Connie “Lou” Swets, 63, Hollidaysburg, has two boxers: Popeye and Sayla.

“I could never be without a dog. They give me joy and comfort. I love them. They give me purpose. They just make me feel good. They provide companionship. They are truly my best friends. They are like my family. I call them my girls. I don’t refer to them as my dogs, They are my family, my best friends, my buddies,” Swets said. “I never feel lonely with these girls. I couldn’t get through the tough times without my girls. They give me joy; I am so content with them.”

Carol and Bob Williams, independent living residents at Homewood at Martinsburg, have had their dog, Jennie, for five years. Carol said her dog is like family to Bob and her.
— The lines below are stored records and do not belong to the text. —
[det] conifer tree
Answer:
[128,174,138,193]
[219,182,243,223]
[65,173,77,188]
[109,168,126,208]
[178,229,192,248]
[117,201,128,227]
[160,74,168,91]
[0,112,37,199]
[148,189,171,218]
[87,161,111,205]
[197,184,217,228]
“It fills a gap. She is great company. Bob isn’t able to get out and do as much anymore so she is great to have around for him. Having Jennie keeps me active. I take walks with her several times a day, so it helps me to keep exercising. Not only does Jennie do something for us, I think that it helps other residents also.” Carol Williams said. “When I see people in assisted lifestyles or from the health care center out and about when we are walking, I always ask if they like dogs. If they do, I let Jennie visit with them. Some of them used to have dogs, and it just puts the biggest smile on their face.”

Jan Geller and her wife, Joanne Marquis, residents of Inglenook Apartments at Presbyterian Village at Hollidaysburg, have an 11-year-old Chihuahua named Bella.

“She was a rescue dog we rescued at 9 months. We always had rescued larger dogs, but now that we are getting older, we thought it would be smarter and easier to have a smaller dog,” Geller said. “She keeps us very active. She gives us a lot of comic relief. She does a lot of funny things. If we are taking a nap, she is there between us. She gives us lot of emotional support, all pets do,” Geller said.

Steve Feldman, executive director of the Human Animal Bond Research Institute, a nonprofit research and education organization, said there is a strong connection between heart health and pet ownership or interaction.

“Pet owners are more likely to get recommended levels of exercise, have lower blood pressure and experience reduced levels of stress. Pets have even been shown to aid in recovery after a heart attack,” Feldman said in a statement.

“Studies have shown that an animal will reduce anxiety and blood pressure for anyone, but especially an older person. Sometimes when an older person rescues an animal, it’s really that person that is saved. Animals bring joy to your life just be watching them, or throwing a toy to them. It gives people a purpose when they know another living creature is dependent on them for nutrition and happiness, thus bringing happiness to them,” said Becky Felton, director of outreach and development at the Central Pennsylvania Humane Society.

While there are many benefits to owning a pet later in life, Home Instead also found that even occasional interactions with pets prove to be beneficial for older adults. Survey results indicate that older adults achieve the same positive feelings when spending time with animals in other capacities, such as visiting with pets owned by family, friends or neighbors.

“This interaction is especially important, as it also provides the opportunity to socialize with other people, further reducing feelings of loneliness,” said Ron Krasnansky, owner of the Home Instead Senior Care offices in State College and Saxton, in a statement. “Our goal is to keep seniors safe and happy in their own homes for as long as possible and many times that includes helping them with their own pet, taking them to dog parks or visiting pet-friendly businesses to gain that animal interaction they desire.”

Home Instead recently started a program with the Central Pennsylvania Humane Society.

Every Thursday at 2 p.m. seniors can stop by the Home Instead office at 1923 Plank Road to meet and interact with the animals, Montgomery said.